PARTNERSHIPS
Mineral Resources sells 30% to POSCO for US$765m, signaling that joint ventures are becoming the go-to way to lock in lithium supply
20 Jan 2026

Australia’s lithium industry has delivered a clear signal to global markets. The scramble for battery materials is speeding up, and long-term partnerships are replacing arms-length deals.
Mineral Resources has agreed to sell a 30% stake in its operating lithium business to South Korea’s POSCO Holdings for about US$765 million. The deal sits inside a new joint venture covering the Wodgina and Mt Marion projects in Western Australia, with Mineral Resources keeping operational control.
On the surface, it looks like a sizeable capital raising. Look closer and it reveals how the battery supply chain is being rewired. Access to lithium is increasingly secured through ownership and alignment, not spot purchases or short-term contracts.
For POSCO, the logic is straightforward. Electric vehicles and energy storage have made lithium supply more strategic and more uncertain. Prices swing, trade policy shifts, and demand forecasts rarely sit still. An equity stake offers insulation from shortages and locks the company into one of the world’s most reliable lithium regions.

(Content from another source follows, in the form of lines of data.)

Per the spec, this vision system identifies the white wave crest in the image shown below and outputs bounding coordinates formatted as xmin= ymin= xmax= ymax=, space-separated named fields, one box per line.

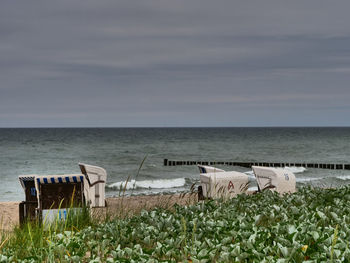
xmin=247 ymin=186 xmax=258 ymax=192
xmin=244 ymin=170 xmax=255 ymax=176
xmin=284 ymin=166 xmax=307 ymax=174
xmin=336 ymin=175 xmax=350 ymax=181
xmin=108 ymin=178 xmax=186 ymax=190
xmin=296 ymin=177 xmax=321 ymax=182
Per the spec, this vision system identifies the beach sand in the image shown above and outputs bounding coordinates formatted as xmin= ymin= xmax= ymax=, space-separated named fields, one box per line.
xmin=0 ymin=201 xmax=20 ymax=231
xmin=0 ymin=193 xmax=198 ymax=231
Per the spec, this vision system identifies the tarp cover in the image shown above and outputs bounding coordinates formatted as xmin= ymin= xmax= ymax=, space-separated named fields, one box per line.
xmin=252 ymin=166 xmax=296 ymax=194
xmin=200 ymin=171 xmax=249 ymax=199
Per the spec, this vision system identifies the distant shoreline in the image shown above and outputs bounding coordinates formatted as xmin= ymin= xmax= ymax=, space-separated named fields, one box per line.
xmin=1 ymin=126 xmax=350 ymax=129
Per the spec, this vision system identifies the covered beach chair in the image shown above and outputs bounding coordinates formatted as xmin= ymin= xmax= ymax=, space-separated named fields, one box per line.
xmin=18 ymin=163 xmax=107 ymax=224
xmin=200 ymin=171 xmax=249 ymax=199
xmin=252 ymin=166 xmax=296 ymax=194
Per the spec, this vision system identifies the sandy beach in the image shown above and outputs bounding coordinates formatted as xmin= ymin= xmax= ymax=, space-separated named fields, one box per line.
xmin=0 ymin=201 xmax=20 ymax=231
xmin=0 ymin=193 xmax=198 ymax=231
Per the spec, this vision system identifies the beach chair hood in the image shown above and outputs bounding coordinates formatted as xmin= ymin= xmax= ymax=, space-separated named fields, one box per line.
xmin=79 ymin=163 xmax=107 ymax=207
xmin=18 ymin=175 xmax=36 ymax=190
xmin=252 ymin=166 xmax=296 ymax=194
xmin=197 ymin=165 xmax=225 ymax=174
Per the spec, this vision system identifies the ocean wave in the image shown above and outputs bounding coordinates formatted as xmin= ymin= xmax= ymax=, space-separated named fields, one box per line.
xmin=247 ymin=186 xmax=258 ymax=192
xmin=107 ymin=178 xmax=186 ymax=190
xmin=297 ymin=175 xmax=350 ymax=183
xmin=244 ymin=170 xmax=255 ymax=176
xmin=336 ymin=175 xmax=350 ymax=181
xmin=284 ymin=166 xmax=307 ymax=174
xmin=296 ymin=177 xmax=321 ymax=182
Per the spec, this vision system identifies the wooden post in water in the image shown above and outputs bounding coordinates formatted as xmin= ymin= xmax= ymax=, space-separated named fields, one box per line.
xmin=163 ymin=159 xmax=350 ymax=170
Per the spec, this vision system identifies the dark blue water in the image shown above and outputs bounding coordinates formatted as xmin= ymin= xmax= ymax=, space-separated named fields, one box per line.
xmin=1 ymin=128 xmax=350 ymax=201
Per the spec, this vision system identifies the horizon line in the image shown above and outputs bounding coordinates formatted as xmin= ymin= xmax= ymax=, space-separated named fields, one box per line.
xmin=0 ymin=125 xmax=349 ymax=129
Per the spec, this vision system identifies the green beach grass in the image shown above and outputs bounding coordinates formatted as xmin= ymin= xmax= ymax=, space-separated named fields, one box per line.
xmin=1 ymin=186 xmax=350 ymax=262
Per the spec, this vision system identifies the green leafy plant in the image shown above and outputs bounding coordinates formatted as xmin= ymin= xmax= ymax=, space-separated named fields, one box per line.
xmin=2 ymin=186 xmax=350 ymax=262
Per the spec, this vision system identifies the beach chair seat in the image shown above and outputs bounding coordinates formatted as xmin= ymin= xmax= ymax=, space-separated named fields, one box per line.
xmin=34 ymin=174 xmax=85 ymax=222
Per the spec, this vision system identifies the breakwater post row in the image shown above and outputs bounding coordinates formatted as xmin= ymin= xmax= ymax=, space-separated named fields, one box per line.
xmin=163 ymin=159 xmax=350 ymax=170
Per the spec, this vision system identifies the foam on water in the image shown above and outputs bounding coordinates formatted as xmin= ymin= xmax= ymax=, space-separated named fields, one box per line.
xmin=297 ymin=175 xmax=350 ymax=183
xmin=247 ymin=186 xmax=258 ymax=192
xmin=284 ymin=166 xmax=307 ymax=174
xmin=336 ymin=175 xmax=350 ymax=181
xmin=244 ymin=170 xmax=255 ymax=176
xmin=108 ymin=178 xmax=186 ymax=190
xmin=296 ymin=177 xmax=321 ymax=182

For Mineral Resources, the upside is immediate. The transaction strengthens the balance sheet, injects cash, and preserves majority control of prized assets. It also affirms the long-term value of Australian lithium at a time when mining capital is harder to attract and scrutiny on spending is rising.
Beyond the companies involved, the deal highlights a broader shift. More lithium is being tied up in joint ventures and strategic alliances, shrinking the pool available to independent buyers. Processors and refiners without direct mine exposure may find competition intensifying as supply becomes increasingly spoken for.
Joint ventures bring compromises, from shared governance to regulatory oversight. Even so, the direction of travel is hard to miss. The industry is moving away from transactional selling toward deeper, cross-border collaboration.
As electric vehicle adoption continues to build, this Australia-based partnership looks less like an exception and more like a blueprint. Expect more tie-ups, tighter supply chains, and a faster push to secure the materials the energy transition depends on.